Sascha Wilson
While Coast Guard divers were searching for the body of Samuel Pierre, 21, yesterday, in the Cipero River, his mother was praying that he was alive.
In a brief interview at her Pleasantville home, she said, “I feel my son is still alive. I trust and have faith in God that he is alive. I feel he gets lost in the bush somewhere. I want to see my son come home.”
Samuel Pierre
Marvin Smith
The mother said when his friends came looking for him on Friday morning, she told them that he was not home because she does not like her children to go to other people’s homes. But, Pierre met up with them. While he loves to hunt, especially iguanas, Diablo, the mother of six, does not believe he went hunting because he did not have a bag with him.
The Coast Guard divers had started their search on Friday and returned to Cipero River at Riverside Drive, San Fernando, where Pierre, fondly called Sammy, disappeared under the murky water while trying to swim to the other side to catch iguanas.
His four friends, including two brothers, all teenagers, raised an alarm and a man searched the water but could not find him.

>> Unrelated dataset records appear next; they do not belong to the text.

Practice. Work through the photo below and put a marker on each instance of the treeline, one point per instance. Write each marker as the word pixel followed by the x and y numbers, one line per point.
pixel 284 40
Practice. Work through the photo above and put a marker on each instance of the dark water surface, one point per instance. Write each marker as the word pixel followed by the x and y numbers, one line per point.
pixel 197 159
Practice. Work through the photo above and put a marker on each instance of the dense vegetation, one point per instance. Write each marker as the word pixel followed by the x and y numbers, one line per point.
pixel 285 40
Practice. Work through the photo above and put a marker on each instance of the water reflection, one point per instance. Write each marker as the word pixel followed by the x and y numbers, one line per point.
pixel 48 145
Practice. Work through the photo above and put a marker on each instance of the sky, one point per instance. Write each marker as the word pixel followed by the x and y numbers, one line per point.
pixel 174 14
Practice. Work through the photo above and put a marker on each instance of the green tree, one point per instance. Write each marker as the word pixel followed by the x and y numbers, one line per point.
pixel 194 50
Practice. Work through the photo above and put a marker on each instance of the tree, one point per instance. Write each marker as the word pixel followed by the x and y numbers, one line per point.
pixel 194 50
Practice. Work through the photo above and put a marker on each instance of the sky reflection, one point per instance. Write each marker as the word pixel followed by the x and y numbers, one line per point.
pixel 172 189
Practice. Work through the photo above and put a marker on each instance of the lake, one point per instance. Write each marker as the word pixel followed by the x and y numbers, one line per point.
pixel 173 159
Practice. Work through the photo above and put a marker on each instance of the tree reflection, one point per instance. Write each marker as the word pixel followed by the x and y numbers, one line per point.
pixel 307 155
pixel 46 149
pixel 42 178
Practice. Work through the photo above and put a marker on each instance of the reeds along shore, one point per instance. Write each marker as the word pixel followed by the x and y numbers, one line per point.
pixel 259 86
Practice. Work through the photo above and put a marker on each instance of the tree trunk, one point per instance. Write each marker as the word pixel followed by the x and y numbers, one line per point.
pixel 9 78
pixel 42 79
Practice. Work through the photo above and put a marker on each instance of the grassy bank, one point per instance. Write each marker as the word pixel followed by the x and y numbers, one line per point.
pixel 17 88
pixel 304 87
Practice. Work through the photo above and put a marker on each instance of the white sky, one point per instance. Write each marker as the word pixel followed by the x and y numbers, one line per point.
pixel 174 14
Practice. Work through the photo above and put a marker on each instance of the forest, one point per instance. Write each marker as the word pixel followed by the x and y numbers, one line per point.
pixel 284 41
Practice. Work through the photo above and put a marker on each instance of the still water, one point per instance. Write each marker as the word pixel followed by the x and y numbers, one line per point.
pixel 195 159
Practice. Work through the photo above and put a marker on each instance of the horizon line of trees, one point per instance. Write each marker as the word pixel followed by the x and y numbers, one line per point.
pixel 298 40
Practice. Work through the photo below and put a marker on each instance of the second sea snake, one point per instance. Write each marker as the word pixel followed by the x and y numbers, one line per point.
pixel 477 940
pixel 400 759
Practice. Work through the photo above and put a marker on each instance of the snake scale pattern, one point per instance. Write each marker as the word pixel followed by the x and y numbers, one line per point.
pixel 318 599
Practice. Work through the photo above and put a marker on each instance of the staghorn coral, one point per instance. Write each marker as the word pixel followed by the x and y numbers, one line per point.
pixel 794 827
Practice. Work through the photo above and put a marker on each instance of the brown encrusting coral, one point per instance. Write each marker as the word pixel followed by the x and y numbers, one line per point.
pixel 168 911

The brothers’ mother Jewel Stewart, a single parent, said her sons knew she was going through financial hardships.
“Yesterday (Friday) they left home to go hunting because due to the situation home they said they would catch iguana to sell and make money to help me out home.” She said she considered Pierre as a son. “So it hurt me as a mother that even though it wasn’t my son and them that drown. Sammy come like a child to me because he does always be by us.” Investigations are continuing.